Page 47 of Yours, Unexpectedly

We also have the same coffee order, so he takes a sip of one of the black coffees in front of us and asks, “How are you?” Forever straightforward and to the point.

I nod slowly. “I’m good,” is my brilliant reply.

His eyebrow quirks up but he doesn’t say anything, just waits me out until I’m ready to spill, knowing that I will eventually. Even if it isn’t today.

I continue on, nodding dumbly. “Classes are good. I am really enjoying my practicum at the advocacy center. It’s really difficult but also fuels me in a way that I didn’t know was possible. I really feel like I’m making a difference.”

I think my family was surprised when I decided to major in social work. My dad, Gabe, and Ben all work in finance, but numbers aren’t my favorite thing. I knew I wanted to do something that would feel fulfilling at the end of the day, even if I couldn’t make the same salary that you can make at a financial firm.

“I’m glad you’re liking your field work. It’s an important job.” He slowly sips his coffee and I know he has more to say. I can see the wheels turning as he decides how to phrase his next question. “How’s your class with Anders?”

The question takes me by surprise, but I should have seen it coming. Jules tends to fade into the background, which means he sees more than you think he does.
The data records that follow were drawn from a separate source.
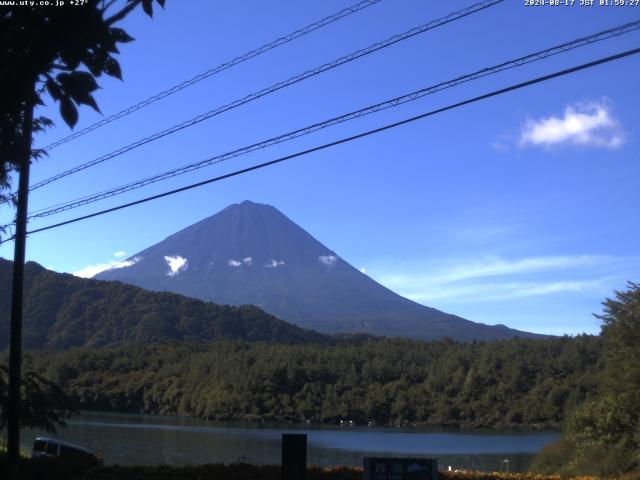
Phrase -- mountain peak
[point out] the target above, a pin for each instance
(251, 253)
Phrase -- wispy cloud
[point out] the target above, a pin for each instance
(496, 278)
(273, 263)
(248, 261)
(503, 291)
(590, 124)
(328, 259)
(496, 266)
(176, 265)
(92, 270)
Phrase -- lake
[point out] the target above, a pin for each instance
(151, 440)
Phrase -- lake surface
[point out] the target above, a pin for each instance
(151, 440)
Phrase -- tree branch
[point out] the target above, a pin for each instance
(122, 13)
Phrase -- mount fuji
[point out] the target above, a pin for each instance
(251, 253)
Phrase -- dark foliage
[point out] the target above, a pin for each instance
(63, 311)
(514, 383)
(59, 51)
(603, 435)
(44, 405)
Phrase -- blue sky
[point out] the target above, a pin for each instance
(521, 209)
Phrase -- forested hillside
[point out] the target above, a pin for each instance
(62, 311)
(514, 383)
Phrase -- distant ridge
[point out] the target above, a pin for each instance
(62, 311)
(251, 253)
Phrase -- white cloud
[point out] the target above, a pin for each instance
(496, 278)
(274, 263)
(495, 266)
(176, 265)
(328, 259)
(502, 291)
(584, 124)
(92, 270)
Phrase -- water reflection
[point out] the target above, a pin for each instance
(149, 440)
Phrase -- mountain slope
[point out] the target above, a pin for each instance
(251, 253)
(62, 311)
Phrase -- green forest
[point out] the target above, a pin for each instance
(515, 383)
(62, 311)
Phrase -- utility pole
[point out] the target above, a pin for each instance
(15, 346)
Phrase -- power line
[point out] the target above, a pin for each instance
(533, 57)
(494, 93)
(278, 86)
(220, 68)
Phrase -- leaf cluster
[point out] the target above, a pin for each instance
(43, 404)
(60, 51)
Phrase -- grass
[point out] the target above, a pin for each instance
(241, 471)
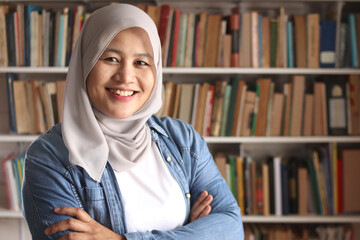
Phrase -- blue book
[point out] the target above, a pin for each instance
(353, 41)
(11, 102)
(260, 39)
(27, 36)
(290, 44)
(327, 43)
(61, 43)
(10, 38)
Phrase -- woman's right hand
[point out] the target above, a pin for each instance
(201, 207)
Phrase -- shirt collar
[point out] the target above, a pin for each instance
(153, 125)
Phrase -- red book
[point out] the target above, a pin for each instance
(9, 157)
(175, 34)
(164, 19)
(340, 186)
(235, 31)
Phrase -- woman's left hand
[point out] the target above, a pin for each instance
(84, 226)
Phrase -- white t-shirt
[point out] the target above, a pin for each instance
(153, 200)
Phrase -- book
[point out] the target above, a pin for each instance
(218, 104)
(241, 90)
(327, 43)
(200, 108)
(170, 92)
(10, 38)
(254, 38)
(220, 160)
(290, 44)
(248, 115)
(336, 108)
(235, 39)
(264, 92)
(319, 105)
(353, 41)
(60, 91)
(354, 86)
(226, 103)
(186, 99)
(302, 191)
(300, 40)
(266, 188)
(351, 168)
(265, 42)
(175, 108)
(189, 40)
(308, 114)
(240, 183)
(245, 38)
(200, 40)
(4, 61)
(297, 105)
(273, 42)
(313, 40)
(208, 111)
(181, 44)
(211, 40)
(174, 38)
(276, 114)
(277, 186)
(287, 109)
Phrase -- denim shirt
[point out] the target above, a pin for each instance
(50, 181)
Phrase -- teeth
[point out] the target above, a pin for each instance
(121, 93)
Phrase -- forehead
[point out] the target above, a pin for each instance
(132, 37)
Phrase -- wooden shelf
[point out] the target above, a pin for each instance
(301, 219)
(313, 139)
(205, 71)
(6, 213)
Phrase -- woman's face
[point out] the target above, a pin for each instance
(122, 79)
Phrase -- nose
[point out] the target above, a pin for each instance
(124, 73)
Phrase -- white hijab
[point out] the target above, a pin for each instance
(92, 137)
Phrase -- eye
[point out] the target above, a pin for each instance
(141, 63)
(111, 59)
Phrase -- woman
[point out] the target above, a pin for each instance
(112, 169)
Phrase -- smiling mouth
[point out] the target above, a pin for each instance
(121, 93)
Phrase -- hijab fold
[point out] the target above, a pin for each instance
(92, 137)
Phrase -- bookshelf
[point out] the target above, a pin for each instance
(202, 74)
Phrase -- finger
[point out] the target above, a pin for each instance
(202, 196)
(67, 224)
(75, 236)
(75, 212)
(205, 212)
(196, 211)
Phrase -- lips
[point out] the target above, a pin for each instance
(122, 93)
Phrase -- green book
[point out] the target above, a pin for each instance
(230, 116)
(226, 103)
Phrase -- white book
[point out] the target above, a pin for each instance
(277, 186)
(14, 202)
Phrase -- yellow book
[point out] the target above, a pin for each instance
(335, 182)
(240, 184)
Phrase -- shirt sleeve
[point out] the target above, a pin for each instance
(45, 186)
(224, 221)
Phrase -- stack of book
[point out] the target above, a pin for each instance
(12, 167)
(320, 182)
(259, 108)
(34, 106)
(31, 35)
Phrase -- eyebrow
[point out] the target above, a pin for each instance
(147, 55)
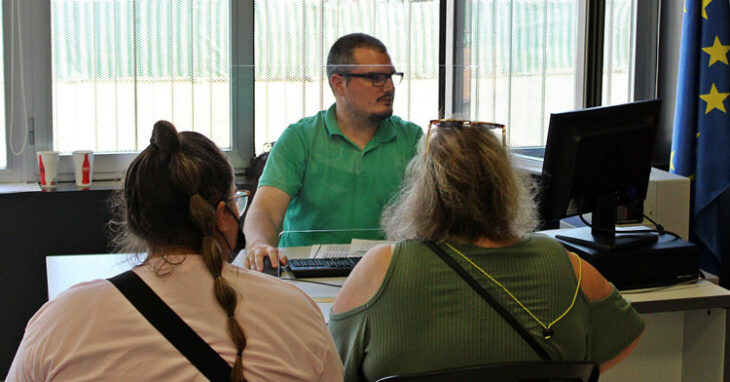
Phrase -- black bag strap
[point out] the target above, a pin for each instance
(490, 300)
(172, 327)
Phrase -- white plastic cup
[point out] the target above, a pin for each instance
(83, 167)
(48, 168)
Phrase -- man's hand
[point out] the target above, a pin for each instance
(255, 257)
(262, 225)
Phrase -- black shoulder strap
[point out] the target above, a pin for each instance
(170, 325)
(490, 300)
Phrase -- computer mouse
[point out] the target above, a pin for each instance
(268, 269)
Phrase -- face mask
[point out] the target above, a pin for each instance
(240, 238)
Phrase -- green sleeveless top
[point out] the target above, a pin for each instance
(425, 317)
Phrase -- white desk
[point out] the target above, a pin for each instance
(685, 340)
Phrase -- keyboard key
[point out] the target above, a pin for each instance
(329, 267)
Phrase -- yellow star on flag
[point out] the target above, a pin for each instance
(717, 52)
(705, 3)
(714, 99)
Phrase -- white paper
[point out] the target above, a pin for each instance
(324, 251)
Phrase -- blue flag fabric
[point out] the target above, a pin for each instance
(701, 135)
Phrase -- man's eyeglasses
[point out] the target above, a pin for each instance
(497, 128)
(240, 198)
(378, 79)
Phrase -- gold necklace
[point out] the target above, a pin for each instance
(547, 331)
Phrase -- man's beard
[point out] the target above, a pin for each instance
(377, 117)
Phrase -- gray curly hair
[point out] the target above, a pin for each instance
(464, 188)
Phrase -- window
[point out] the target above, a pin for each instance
(3, 145)
(118, 66)
(292, 39)
(520, 64)
(100, 72)
(617, 61)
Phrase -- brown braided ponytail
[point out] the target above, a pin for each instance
(203, 214)
(168, 201)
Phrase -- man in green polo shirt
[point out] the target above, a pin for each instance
(334, 171)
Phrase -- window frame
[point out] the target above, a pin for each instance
(35, 30)
(35, 21)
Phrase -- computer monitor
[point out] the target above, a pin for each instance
(595, 160)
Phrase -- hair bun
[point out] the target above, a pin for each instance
(164, 136)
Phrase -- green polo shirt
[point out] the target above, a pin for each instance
(334, 185)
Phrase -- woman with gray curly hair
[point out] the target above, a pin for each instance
(463, 208)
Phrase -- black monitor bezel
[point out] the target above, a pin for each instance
(563, 151)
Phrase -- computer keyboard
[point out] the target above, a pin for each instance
(328, 267)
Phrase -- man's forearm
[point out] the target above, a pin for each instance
(260, 229)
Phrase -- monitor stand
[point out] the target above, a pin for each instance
(585, 237)
(603, 235)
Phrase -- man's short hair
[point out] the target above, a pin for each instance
(341, 52)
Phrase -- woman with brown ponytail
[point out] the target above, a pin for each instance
(178, 204)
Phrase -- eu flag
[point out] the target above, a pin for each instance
(701, 136)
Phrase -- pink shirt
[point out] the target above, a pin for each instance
(91, 332)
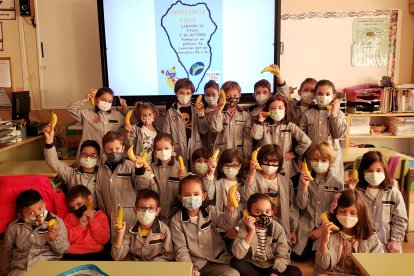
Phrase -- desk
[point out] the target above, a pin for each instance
(379, 264)
(29, 167)
(116, 268)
I know he wants me to open up to him about what is happening with Anders, but I’m still not even sure I know what’s happening with Anders.
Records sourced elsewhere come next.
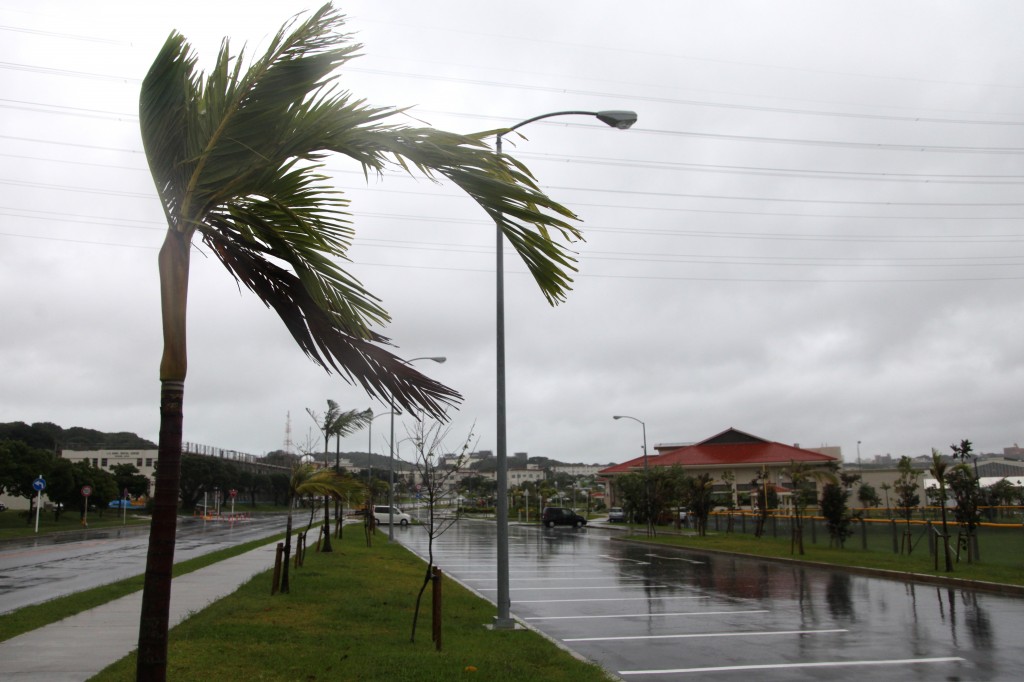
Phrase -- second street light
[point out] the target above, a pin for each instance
(503, 621)
(646, 476)
(390, 473)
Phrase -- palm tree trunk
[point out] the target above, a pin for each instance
(152, 666)
(288, 548)
(327, 524)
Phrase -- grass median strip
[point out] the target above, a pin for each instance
(349, 616)
(37, 615)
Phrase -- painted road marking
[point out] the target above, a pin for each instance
(552, 601)
(619, 558)
(674, 558)
(643, 615)
(711, 634)
(565, 588)
(826, 664)
(632, 581)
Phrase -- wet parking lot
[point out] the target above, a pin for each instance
(658, 613)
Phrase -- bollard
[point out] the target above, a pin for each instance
(276, 568)
(435, 578)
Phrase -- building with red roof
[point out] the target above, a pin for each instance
(745, 456)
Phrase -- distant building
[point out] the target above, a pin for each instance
(579, 469)
(517, 476)
(732, 451)
(143, 460)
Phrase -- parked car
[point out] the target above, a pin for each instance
(552, 516)
(383, 515)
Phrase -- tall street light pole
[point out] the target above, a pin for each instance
(646, 477)
(503, 621)
(390, 471)
(370, 454)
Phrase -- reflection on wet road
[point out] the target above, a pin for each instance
(658, 613)
(41, 568)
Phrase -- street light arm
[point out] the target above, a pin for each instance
(615, 119)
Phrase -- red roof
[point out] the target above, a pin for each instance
(729, 449)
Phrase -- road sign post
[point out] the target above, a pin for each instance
(39, 485)
(86, 492)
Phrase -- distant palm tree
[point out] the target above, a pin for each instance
(803, 479)
(236, 156)
(334, 422)
(938, 470)
(306, 479)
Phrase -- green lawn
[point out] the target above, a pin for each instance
(349, 616)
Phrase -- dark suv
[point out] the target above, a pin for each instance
(553, 516)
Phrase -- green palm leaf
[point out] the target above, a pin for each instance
(236, 157)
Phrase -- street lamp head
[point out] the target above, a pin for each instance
(621, 120)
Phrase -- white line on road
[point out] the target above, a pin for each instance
(564, 588)
(603, 577)
(711, 634)
(675, 558)
(620, 558)
(552, 601)
(642, 615)
(825, 664)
I love seeing him in class. Who knew Intro to Acting would become my favorite part of the week?

He still gets there early and leaves a to-go cup of black coffee by my chair. We don’t talk about class outside of it, but I can tell how much passion Anders has for acting, and I recognize the same fire burning in me when I get to talk to someone about my major and future career. He loves telling people’s stories and it’s fascinating to watch. I’d love to see more of that side of Anders, but I don’t want to cross a line when it’s already impossibly blurry.

I realize I’ve been silently contemplating my answer for too long when Jules interjects, “Or should I call him Professor Olsson?”
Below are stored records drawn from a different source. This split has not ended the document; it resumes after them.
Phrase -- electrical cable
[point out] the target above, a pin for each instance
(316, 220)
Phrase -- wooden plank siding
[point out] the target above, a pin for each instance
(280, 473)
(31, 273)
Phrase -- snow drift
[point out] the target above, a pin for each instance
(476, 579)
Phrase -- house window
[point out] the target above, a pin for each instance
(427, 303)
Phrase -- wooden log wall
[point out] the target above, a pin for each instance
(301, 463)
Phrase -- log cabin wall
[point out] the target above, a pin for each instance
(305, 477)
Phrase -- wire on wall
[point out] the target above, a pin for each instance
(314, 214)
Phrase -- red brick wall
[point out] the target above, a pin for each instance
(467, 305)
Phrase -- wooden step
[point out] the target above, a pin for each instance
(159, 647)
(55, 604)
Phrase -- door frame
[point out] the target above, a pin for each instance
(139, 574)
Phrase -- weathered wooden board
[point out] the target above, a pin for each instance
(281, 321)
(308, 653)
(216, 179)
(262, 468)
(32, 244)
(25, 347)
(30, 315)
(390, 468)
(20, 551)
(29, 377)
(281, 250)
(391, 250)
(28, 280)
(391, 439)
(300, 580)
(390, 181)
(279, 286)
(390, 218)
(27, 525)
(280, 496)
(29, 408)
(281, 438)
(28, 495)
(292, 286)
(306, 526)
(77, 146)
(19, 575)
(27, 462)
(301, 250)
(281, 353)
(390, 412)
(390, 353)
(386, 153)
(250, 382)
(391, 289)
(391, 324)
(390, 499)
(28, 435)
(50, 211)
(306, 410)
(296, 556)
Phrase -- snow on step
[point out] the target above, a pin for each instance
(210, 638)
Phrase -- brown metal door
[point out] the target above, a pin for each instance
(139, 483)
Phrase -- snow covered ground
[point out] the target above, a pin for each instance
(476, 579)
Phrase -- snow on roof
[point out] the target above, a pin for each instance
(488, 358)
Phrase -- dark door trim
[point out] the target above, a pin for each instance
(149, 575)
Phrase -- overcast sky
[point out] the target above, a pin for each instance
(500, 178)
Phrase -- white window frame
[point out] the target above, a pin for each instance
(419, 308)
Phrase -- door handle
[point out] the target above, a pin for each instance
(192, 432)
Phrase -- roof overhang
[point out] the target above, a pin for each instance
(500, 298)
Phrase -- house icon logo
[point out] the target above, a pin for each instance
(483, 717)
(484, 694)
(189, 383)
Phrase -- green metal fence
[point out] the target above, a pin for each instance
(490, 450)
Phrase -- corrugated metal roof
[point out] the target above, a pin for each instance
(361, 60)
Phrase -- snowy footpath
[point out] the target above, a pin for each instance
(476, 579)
My jaw drops as my grumpy brother breaks into a wide grin, barely containing a full on laugh. “Really didn’t peg you for the type that had a thing for authority figures,” he continues.

My face feels red hot as I bury it in my hands. “Oh. My. God. I can’t believe those words just came out of your mouth. I do not have a ‘thing for authority figures,’ you creep,” I correct, unable to make eye contact with him.

“Then please do explain what the hell is going on with you and our eldest brother’s best friend. And don’t even think about saying ‘nothing,’” he chides.

I roll my eyes and lean my head back on a loud sigh. “But it is nothing, Jules. We’re friends. We see each other in class… and sometimes outside of class.” I chance a glance at Jules’ face but his eyes just look all-knowing. He’s always seen right through me.

“Oh sure, outside of class. Like when you hang out at Gabe’s apartment? Or at Sunday dinner?” he questions.

“Those places, mhmm.” I sip my coffee. “And maybe a few others.”

Jules just stares at me.

“Fuck,” I murmur. “Are we really doing this?”

He continues to stare at me.

“Fine!” I slam my coffee down hard enough for a few drops to slosh over the rim. “I like him, okay? I have for, I don’t know, ever, and he has feelings for me too but that freaked me the fuck out so I told him we couldn’t be more than friends with, erm, benefits.” I wince as I say these words to my brother. There are entirely too many Bardots that know the details of my sex life right now.

Jules, thank God, just gives me a “continue” gesture.

“I’ve always had a bit of a crush on Anders and—”

“We know.”

“—I’ve never acted on it obviously. Wait. You know?”

He has the audacity to outright laugh at this. “You aren’t exactly subtle, Bex. I’d wager a guess that our entire family, save maybe Gabriel because he has rose colored best friend glasses on when it comes to Anders, knows that you’ve had a crush on the guy since you were in high school.” He makes a circular motion around his face. “You read like one of your dirty books.”

I groan. “Oh God, why me?!”

“Is that rhetorical?”

I wad my napkin up and toss it at him. “Yes, it’s rhetorical you dingbat. Dammit. I don’t know what to do. Apparently this has been obvious to everyone, and I definitely don’t know what to do with that. I don’t like being oblivious and I don’t like being the butt of everyone’s jokes.”

Jules’ hand reaches across to mine. “Hey, slow down. No jokes here—we just care about you. And I actually think you and Anders would be really good together. He’s always brought out a side of you that you keep hidden from most people. I see the way you two banter with each other.”

I put my other hand on top of his, forming a Jules hand sandwich before laying my head down on the table. He just puts his other hand on top of mine until we look like a little league team getting ready to take the field.